Maria Harris* honors one of her mentors, Mary Tully from Union Seminary in New York, by telling the story of an experience where Tully instructed the students to blindfold themselves and then gave the above instructions for working with the clay.  Harris then offers the following informative words:

Through the years I have often done that same exercise with others and realized that Mary Tully was right.  The form is there, waiting to be found, created, and re-created.  The power of the clay image is that it teaches us the nature of forming, informing, formation, and formgiving in education.  The work is ongoing, in mutuality with material, and open always to further meaning.  The molding of clay is a concrete metaphor illuminating the work of education as the fashioning and refashioning of the forms that human life offers, the forms we shape as artists at the same time we allow those forms to shape us.  For as human beings we are always extending our hands into life and into experience in order to give them form.

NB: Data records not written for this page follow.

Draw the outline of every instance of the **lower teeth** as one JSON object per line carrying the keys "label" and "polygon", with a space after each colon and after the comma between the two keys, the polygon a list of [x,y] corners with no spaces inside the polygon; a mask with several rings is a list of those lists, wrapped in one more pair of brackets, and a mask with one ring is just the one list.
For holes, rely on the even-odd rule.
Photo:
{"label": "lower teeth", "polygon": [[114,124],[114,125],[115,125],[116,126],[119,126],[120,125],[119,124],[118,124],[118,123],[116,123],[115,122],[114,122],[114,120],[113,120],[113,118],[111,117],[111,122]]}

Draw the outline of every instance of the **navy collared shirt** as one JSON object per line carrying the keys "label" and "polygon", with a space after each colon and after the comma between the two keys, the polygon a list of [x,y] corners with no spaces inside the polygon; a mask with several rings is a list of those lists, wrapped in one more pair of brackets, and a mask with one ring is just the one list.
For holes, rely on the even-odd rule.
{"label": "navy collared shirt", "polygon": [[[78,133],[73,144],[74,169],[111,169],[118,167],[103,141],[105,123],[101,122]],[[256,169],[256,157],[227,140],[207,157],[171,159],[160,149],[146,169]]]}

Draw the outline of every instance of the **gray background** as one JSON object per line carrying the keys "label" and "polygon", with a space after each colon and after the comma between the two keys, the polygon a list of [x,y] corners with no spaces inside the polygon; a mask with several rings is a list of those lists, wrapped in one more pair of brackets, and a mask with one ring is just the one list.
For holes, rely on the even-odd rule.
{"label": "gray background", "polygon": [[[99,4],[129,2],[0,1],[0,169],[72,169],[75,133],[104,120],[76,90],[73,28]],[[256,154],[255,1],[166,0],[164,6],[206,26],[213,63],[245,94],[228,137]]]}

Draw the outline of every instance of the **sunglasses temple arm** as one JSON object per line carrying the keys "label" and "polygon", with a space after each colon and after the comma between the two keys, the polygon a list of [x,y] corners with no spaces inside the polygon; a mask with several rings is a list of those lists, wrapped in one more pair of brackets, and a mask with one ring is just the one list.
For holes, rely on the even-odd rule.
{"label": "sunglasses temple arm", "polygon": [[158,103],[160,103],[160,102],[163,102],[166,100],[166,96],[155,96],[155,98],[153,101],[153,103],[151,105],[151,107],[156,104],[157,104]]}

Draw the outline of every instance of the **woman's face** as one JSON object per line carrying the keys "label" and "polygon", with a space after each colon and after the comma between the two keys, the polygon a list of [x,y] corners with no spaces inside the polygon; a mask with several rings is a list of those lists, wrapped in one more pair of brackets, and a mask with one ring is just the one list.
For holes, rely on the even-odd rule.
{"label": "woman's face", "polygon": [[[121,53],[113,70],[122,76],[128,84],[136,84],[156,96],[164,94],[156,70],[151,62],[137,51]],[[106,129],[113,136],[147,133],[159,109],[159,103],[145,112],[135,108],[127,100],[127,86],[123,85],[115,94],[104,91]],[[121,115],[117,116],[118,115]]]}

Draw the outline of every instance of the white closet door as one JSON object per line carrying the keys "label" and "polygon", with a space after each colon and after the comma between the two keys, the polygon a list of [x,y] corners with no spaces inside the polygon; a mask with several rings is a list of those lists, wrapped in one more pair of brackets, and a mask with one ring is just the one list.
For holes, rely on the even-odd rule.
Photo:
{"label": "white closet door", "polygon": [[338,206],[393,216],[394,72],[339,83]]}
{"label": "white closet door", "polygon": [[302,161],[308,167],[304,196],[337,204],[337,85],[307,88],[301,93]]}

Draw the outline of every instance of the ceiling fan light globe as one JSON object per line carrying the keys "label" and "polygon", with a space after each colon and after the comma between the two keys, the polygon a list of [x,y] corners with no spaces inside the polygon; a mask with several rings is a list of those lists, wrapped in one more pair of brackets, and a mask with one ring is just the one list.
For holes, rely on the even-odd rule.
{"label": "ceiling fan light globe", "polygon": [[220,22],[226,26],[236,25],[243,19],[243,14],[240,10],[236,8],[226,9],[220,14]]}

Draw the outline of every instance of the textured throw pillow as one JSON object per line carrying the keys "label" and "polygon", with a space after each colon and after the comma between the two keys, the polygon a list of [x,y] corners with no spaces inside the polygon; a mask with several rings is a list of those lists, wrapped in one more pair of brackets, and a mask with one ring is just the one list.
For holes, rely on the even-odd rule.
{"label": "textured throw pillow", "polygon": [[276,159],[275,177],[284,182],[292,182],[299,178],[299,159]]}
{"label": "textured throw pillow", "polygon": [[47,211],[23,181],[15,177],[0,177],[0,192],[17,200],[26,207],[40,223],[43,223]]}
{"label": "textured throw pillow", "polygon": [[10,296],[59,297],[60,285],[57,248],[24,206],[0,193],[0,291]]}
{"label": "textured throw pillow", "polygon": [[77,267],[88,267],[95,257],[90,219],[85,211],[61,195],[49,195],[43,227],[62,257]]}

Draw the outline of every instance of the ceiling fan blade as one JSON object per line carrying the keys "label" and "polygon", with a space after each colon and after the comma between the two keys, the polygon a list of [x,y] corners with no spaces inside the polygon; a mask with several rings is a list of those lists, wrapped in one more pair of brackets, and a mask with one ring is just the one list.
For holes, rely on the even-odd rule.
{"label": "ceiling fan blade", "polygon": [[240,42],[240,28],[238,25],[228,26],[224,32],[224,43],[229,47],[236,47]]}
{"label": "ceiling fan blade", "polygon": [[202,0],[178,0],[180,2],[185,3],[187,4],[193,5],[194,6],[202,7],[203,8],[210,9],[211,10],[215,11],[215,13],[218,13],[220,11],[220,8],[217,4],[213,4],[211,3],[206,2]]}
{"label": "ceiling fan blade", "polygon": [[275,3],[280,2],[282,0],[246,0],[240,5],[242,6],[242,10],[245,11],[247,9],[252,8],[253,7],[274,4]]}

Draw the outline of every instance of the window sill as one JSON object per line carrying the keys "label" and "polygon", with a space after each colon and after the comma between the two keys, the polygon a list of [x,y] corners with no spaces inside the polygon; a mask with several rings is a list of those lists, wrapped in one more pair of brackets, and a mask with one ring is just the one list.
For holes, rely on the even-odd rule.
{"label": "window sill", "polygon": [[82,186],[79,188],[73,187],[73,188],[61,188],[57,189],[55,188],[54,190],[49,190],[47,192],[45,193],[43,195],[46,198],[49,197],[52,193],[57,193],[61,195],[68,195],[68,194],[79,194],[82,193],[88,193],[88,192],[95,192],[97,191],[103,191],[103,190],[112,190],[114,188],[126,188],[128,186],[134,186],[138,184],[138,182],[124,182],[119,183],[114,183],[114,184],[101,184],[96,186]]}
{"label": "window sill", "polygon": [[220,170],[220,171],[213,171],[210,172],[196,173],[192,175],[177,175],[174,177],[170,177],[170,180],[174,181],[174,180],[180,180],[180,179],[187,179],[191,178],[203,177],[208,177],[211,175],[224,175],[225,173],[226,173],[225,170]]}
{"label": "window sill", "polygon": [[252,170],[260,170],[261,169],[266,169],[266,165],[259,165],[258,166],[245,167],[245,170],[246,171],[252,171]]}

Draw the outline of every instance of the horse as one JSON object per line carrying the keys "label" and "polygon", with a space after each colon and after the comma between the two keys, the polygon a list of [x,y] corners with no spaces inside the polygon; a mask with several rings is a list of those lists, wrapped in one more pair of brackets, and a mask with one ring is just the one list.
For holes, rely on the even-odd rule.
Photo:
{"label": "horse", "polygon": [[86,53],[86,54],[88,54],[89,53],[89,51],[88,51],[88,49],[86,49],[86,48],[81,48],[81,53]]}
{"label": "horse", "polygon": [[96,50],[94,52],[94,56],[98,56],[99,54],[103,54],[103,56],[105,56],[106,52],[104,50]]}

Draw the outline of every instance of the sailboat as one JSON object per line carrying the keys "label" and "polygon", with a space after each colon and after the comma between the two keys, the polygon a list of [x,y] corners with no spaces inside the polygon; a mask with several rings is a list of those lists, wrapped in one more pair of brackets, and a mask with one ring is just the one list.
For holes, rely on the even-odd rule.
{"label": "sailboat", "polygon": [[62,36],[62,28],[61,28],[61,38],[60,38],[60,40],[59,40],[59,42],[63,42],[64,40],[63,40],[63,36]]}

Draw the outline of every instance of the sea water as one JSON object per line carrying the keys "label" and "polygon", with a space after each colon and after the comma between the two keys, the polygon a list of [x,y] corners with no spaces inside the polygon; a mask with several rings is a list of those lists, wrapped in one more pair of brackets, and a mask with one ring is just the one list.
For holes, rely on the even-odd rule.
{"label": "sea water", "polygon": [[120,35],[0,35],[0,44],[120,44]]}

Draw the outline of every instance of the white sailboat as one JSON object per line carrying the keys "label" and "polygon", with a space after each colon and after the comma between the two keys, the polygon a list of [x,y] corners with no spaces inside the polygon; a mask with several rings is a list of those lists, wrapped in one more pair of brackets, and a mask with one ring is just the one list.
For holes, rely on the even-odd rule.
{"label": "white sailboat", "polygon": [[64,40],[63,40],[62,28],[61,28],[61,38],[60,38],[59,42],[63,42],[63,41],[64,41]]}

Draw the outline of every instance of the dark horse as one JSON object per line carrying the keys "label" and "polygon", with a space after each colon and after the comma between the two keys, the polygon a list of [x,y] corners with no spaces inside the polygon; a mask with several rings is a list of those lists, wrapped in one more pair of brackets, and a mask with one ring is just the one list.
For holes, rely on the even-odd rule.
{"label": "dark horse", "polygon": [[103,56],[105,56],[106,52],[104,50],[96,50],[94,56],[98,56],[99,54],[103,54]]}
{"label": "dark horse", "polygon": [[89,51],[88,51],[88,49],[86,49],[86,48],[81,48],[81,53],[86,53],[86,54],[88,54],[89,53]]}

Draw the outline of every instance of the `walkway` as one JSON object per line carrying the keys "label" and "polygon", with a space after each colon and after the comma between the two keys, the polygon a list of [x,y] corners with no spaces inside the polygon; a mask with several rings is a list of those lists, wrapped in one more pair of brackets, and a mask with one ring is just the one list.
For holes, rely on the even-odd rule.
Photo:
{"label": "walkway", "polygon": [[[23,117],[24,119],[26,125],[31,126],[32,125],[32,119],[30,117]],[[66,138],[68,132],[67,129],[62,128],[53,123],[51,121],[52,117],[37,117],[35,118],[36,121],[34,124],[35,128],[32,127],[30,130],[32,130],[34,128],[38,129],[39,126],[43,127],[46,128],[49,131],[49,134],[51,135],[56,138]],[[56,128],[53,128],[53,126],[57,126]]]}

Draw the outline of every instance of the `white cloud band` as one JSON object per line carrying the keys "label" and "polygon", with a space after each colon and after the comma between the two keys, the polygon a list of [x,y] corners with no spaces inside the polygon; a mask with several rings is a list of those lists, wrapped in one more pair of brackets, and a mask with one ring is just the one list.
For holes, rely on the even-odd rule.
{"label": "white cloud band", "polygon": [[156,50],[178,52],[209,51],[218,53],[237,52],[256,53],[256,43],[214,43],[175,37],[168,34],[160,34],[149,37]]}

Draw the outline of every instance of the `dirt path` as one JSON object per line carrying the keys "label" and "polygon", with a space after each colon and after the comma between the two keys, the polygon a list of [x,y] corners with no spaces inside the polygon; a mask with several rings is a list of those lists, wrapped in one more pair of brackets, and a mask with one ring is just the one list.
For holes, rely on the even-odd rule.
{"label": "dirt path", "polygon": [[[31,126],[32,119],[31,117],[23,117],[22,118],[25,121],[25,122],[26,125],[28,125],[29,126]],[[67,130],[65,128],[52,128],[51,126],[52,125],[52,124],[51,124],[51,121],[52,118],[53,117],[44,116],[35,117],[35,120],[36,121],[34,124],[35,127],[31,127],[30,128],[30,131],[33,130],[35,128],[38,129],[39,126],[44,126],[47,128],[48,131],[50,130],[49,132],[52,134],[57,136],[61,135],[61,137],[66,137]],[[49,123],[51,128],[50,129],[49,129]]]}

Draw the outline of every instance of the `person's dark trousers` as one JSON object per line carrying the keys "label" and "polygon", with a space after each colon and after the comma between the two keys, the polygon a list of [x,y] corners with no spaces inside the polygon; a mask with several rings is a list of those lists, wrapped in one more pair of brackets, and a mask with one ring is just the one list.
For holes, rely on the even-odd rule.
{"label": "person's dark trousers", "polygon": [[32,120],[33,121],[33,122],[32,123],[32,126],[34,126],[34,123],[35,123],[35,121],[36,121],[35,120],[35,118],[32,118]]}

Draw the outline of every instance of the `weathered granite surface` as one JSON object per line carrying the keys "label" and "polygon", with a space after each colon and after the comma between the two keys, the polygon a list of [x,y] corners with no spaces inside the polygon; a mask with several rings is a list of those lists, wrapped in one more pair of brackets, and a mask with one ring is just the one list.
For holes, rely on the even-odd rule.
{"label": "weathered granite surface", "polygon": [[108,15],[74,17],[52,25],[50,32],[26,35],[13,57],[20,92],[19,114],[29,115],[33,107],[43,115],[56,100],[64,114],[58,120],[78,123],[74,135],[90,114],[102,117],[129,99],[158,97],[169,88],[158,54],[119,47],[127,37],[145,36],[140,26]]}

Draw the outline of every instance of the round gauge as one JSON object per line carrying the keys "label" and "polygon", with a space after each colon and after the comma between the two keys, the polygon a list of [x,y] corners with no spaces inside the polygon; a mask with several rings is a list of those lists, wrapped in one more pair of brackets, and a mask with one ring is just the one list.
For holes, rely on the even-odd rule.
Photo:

The work of education is giving flesh to and embodying, form.  But form is not an arbitrary organizational element – one among many.  Rather, as every artist knows, form is the actual shape of content.  Form is a marshaling of materials in relation to one another.  It is a setting of boundaries and limits.  It is a discipline, an ordering and a fashioning according to need.  As we examine the need in the church for a broader, more complete, and more extensive understanding of education, we realize that one way to understand it is as the fashioning of form.  Education in the church means taking those forms which ecclesial life presents to us, places in our hands, as clay to be molded.  Education is the work of lifting up and lifting out those forms through which we might refashion ourselves into a pastoral people. (41)

*Maria Harris.  Fashion Me a People: Curriculum in the Church.  Louisville: Westminster John Knox Press, 1989.